Me- As an ongoing and fluid process racism or ratialization could and would alter the ways that it and capitalism (also a fluid and ongoing process, not a thing) interact. How then would an approach that seeks to first deal with racism or ratialization really ever overcome either problem, racism or capitalism? Couldn’t the ratialization process actually be occurring in a relationship to the efforts to overcome them? Also, couldn’t these efforts be a form of demarcation that could act as an ideology to legitimate class inequality.

Here is where you argue for overcoming ratialization first:


>”And this is why it's important to advance a system in which, yes, we do


>have equal represenation of races and genders and so forth. Because under


>such conditions it's going to be a lot easier for people to finally see


>that there's more going on. Once people realize that anyone can become rich


>(to use eWBM's lingo) can "become rich" and that people from all kinds of


>backgrounds do become "rich", and yet things are STILL fucked up, then they


>will start getting a clue about the _real_ causes of inequality.”

Me- How will the real causes of inequality ever be exposed when they are constantly in flux and changing? It still seems to me that you are positing the relationship between capitalism and ratialization as static and only occurring in one manner- ratialization to divide the working class and offer an ideological source of understanding for the lack of equity in a class society. Couldn’t it operate in the manner that human rights or individual constitutional rights in liberal democracies operates: as a source of individualization and as an ideology of struggle that serves to legitimize class inequality as arising out of a system of equality of opportunity?

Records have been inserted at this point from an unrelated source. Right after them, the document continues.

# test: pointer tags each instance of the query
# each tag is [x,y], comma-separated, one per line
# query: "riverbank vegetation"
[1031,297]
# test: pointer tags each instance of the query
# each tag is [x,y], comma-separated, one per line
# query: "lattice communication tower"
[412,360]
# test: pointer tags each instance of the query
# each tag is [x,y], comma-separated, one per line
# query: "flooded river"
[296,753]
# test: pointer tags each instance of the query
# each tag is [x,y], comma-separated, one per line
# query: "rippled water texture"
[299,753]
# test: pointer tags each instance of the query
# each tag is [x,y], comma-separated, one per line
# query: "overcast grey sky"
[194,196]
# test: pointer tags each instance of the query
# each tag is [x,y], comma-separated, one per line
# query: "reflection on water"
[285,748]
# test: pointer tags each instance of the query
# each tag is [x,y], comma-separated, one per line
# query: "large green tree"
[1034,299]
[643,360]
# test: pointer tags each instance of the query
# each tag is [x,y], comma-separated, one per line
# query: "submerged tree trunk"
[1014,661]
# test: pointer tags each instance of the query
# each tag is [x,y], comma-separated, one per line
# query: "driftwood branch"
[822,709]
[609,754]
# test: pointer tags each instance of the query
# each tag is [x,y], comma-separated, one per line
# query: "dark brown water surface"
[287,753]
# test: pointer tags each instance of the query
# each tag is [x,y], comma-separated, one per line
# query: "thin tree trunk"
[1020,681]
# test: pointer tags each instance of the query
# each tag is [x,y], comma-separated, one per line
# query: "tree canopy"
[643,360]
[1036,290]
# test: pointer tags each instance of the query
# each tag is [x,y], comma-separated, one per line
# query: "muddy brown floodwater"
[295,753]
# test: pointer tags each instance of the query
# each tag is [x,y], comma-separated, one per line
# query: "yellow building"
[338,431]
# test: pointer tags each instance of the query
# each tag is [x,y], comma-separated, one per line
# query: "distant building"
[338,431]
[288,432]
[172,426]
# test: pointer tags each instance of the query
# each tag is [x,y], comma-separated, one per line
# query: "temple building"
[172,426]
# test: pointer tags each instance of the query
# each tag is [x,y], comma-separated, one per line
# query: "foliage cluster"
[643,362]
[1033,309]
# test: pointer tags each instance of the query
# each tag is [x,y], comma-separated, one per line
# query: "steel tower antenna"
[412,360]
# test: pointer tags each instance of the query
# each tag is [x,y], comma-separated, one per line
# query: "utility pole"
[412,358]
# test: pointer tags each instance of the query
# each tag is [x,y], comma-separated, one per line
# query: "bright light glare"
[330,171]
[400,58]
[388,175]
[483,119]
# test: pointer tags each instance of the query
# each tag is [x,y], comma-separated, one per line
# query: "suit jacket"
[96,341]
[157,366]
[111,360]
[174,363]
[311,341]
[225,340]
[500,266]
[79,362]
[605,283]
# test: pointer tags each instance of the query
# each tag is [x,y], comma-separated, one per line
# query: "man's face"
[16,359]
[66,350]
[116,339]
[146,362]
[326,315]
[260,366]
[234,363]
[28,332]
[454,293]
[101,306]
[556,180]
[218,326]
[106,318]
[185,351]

At 11:53 AM 10/12/2009, brad bauerly wrote:


>WBM just inverts this basic, and quite old, argument by stating that the


>focus on race has become the actually source of the distraction from class.


>Shag wrote: axshully, the _source_ of the distraction would be what
michaels calls


>neoliberalism. the people who advance the diversity discourse michaels


>derides are just mindless dupes of a system which operates behind their


>backs. michaels, quite obviously, has magically escaped such a fate.

Me- I don’t know about mindless dupes, how about ideologically located in a class divided society? I am not sure how WBM would think about it (I have moved beyond him to think about the issues he raises in a more systematic way), I would have to say that as a fluid relationship ratialization and capitalism could obviously operate in a relationship where it could be _both_ a form of division within the working class and as an ideology of liberation (utopian project) within a class divided society.


>Shag wrote: also, how does it happen that you (generic you, not you brad
you) are


>wedded to a superstructuralist and functionalist theory, where people as


>agents largely evaporate into the mist, and yet at the same time find


>yourself believing that social change needs to happen by cajoling and


>finger-wagging people into being better behaved -- i.e., "get up in arms


>when it occurred to them that they are turning themselves into finishing


>schools for rich kids of the u.s."


>I know! I know! PIck me Mr. Kotter! I know the answer! It happens when your


>social theory has no concept of _internal_ social change!

Me- Not sure who has the theory that lacks internal change. I am trying to understand the ways that the relationship between ratialization and class has change due to human agency. I am trying to understand how the various movements for racial equality have been co-opted into becoming part of capitalist ideology and its reproduction, while still, quite obviously, operating in its classical form of ratialized division.